L’évasion, en particulier l’évasion par l’auto-suppression, était un autre prédicteur constant de rêverie inadaptée dans tous les groupes. Cela conforte l’idée selon laquelle la rêverie inadaptée fonctionne comme un moyen d’éviter les émotions négatives ou les réalités difficiles.
La stigmatisation intériorisée, y compris les sentiments d’aliénation et de retrait social dus au jugement sociétal, était fortement associée à une rêverie inadaptée, en particulier chez les personnes autistes.

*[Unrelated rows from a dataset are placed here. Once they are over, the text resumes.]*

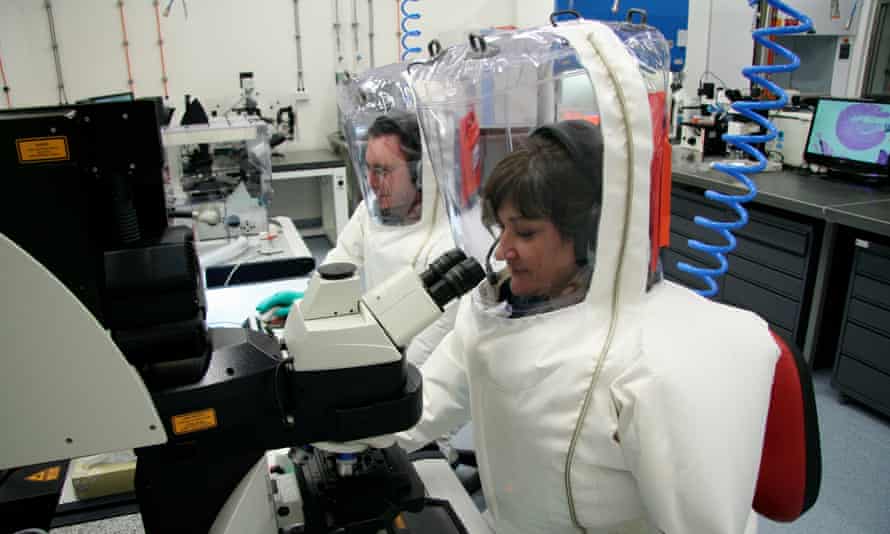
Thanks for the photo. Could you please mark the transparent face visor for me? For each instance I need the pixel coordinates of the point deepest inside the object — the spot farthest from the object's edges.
(384, 142)
(477, 108)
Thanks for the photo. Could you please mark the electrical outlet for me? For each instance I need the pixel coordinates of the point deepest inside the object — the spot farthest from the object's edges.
(248, 226)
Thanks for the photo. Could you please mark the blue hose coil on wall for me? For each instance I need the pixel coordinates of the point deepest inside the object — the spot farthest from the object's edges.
(744, 143)
(406, 33)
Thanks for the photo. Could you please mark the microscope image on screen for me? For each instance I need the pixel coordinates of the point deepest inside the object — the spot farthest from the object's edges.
(850, 130)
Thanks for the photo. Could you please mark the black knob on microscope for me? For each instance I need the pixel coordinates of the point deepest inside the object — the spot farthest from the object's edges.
(336, 271)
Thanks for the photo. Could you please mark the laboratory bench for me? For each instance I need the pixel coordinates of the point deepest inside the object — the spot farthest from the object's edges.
(813, 261)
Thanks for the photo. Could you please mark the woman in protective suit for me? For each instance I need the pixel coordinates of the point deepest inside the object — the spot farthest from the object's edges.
(601, 401)
(401, 221)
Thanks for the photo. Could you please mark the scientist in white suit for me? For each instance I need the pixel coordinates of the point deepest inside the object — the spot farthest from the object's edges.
(603, 400)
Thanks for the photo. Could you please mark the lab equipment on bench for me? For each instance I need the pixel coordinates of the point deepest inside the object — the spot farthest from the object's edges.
(220, 175)
(125, 360)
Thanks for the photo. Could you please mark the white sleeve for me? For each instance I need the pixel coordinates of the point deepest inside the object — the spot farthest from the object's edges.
(424, 343)
(446, 395)
(693, 439)
(350, 242)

Ces résultats mettent en évidence le fardeau social et émotionnel auquel sont confrontés les individus neurodivergents, ce qui peut les pousser à se retirer dans des mondes fantastiques.
En termes d’estime de soi, une faible compétence personnelle était liée à une rêverie inadaptée chez les personnes autistes, tandis qu’une plus grande estime de soi prédisait des niveaux de rêverie plus faibles chez les participants atteints de TDAH.

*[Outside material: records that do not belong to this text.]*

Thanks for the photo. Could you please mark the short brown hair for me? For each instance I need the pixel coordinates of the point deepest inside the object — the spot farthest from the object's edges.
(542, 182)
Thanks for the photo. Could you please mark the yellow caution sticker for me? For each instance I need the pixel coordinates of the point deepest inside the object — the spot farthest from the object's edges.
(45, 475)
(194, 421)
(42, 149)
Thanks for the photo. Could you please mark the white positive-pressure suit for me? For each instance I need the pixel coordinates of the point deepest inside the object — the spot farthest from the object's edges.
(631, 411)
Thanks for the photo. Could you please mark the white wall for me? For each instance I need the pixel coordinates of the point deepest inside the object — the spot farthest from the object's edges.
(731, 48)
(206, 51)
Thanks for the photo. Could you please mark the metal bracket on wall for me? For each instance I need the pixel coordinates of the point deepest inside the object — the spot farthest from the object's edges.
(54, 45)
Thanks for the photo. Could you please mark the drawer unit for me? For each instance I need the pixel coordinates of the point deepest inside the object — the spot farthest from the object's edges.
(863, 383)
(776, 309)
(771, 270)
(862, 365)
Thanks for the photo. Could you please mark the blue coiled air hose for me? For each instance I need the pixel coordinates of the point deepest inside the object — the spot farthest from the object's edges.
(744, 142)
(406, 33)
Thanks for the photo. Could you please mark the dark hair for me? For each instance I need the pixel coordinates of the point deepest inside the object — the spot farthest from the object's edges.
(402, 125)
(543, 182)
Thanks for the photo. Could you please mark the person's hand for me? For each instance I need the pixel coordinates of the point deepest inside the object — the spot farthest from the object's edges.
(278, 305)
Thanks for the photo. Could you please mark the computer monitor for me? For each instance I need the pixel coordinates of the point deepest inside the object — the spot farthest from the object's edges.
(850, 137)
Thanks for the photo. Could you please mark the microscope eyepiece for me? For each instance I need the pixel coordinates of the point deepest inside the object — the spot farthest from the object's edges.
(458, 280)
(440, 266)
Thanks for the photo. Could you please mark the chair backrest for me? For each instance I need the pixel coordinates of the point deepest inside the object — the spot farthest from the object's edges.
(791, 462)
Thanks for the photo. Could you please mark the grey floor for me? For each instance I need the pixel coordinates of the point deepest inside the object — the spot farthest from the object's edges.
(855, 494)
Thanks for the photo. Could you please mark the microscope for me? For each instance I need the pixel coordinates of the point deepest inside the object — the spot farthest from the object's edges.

Fait intéressant, alors que les symptômes du TDAH étaient plus fortement associés à une rêverie inadaptée qu’à des traits autistiques, les individus présentant les deux diagnostics présentaient des modèles uniques. Ces participants présentaient des niveaux plus élevés de dérégulation émotionnelle, de stigmatisation intériorisée et d’évasion d’auto-suppression par rapport à ceux atteints uniquement de TDAH ou d’autisme. Cela suggère que l’interaction des symptômes des deux affections exacerbe les facteurs contribuant à la rêverie inadaptée.
« Ce qu’il faut retenir, c’est que la rêverie inadaptée est, en fait, associée à des dérégulations de l’attention et des émotions, et peut également être considérée comme un moyen d’échapper à une réalité désagréable », a déclaré Pyszkowska à PsyPost. « Ce dernier point est également important dans la population neuroatypique, car elle est souvent confrontée à une stigmatisation et à une discrimination pouvant conduire à une stigmatisation intériorisée : une situation dans laquelle vous acceptez et internalisez des stéréotypes négatifs sur vous-même et les appliquez à votre propre perception de soi. »
« Nos recherches ont montré que plus vous faites l’expérience d’une stigmatisation et d’une dérégulation intériorisées, plus vous souhaitez échapper à cette réalité et vous plonger dans vos rêveries. Fait intéressant, il y avait des différences dans les prédictions de rêverie inadaptée dans nos trois populations étudiées, ce qui montre qu’il est important d’étudier ces sujets de manière complexe.
Cependant, comme pour toute recherche, il existe certaines limites. La taille de l’échantillon était relativement petite, en particulier pour le groupe des personnes autistes uniquement, et les participants ont été recrutés en ligne, ce qui a pu introduire des biais. « L’échantillon de cette étude peut être biaisé dans la mesure où l’invitation informait les participants que l’étude étudiait la rêverie dans la population neurodivergente », a noté Pyszkowska. « Cela a peut-être conduit à une surreprésentation des rêveurs inadaptés, car le sujet a attiré leur attention. »
Des recherches futures pourraient remédier à ces limites en incluant des échantillons plus grands et plus diversifiés. Des recherches plus approfondies sur le contenu et les fonctions de la rêverie, en particulier sur la manière dont elle varie selon les populations neurodivergentes, fourniraient également des informations plus approfondies. L’exploration d’interventions potentielles, telles qu’une formation à la régulation des émotions ou des programmes de réduction de la stigmatisation, pourrait aider les individus à gérer plus efficacement la rêverie inadaptée.
L’étude, « Le spectre de la rêverie : le rôle de la dérégulation émotionnelle, de la stigmatisation intériorisée et de l’estime de soi dans la rêverie inadaptée chez les adultes atteints de TDAH, de TSA et de double diagnostic», a été rédigé par Anna Pyszkowska, Ari Nowacki et Julia Celban.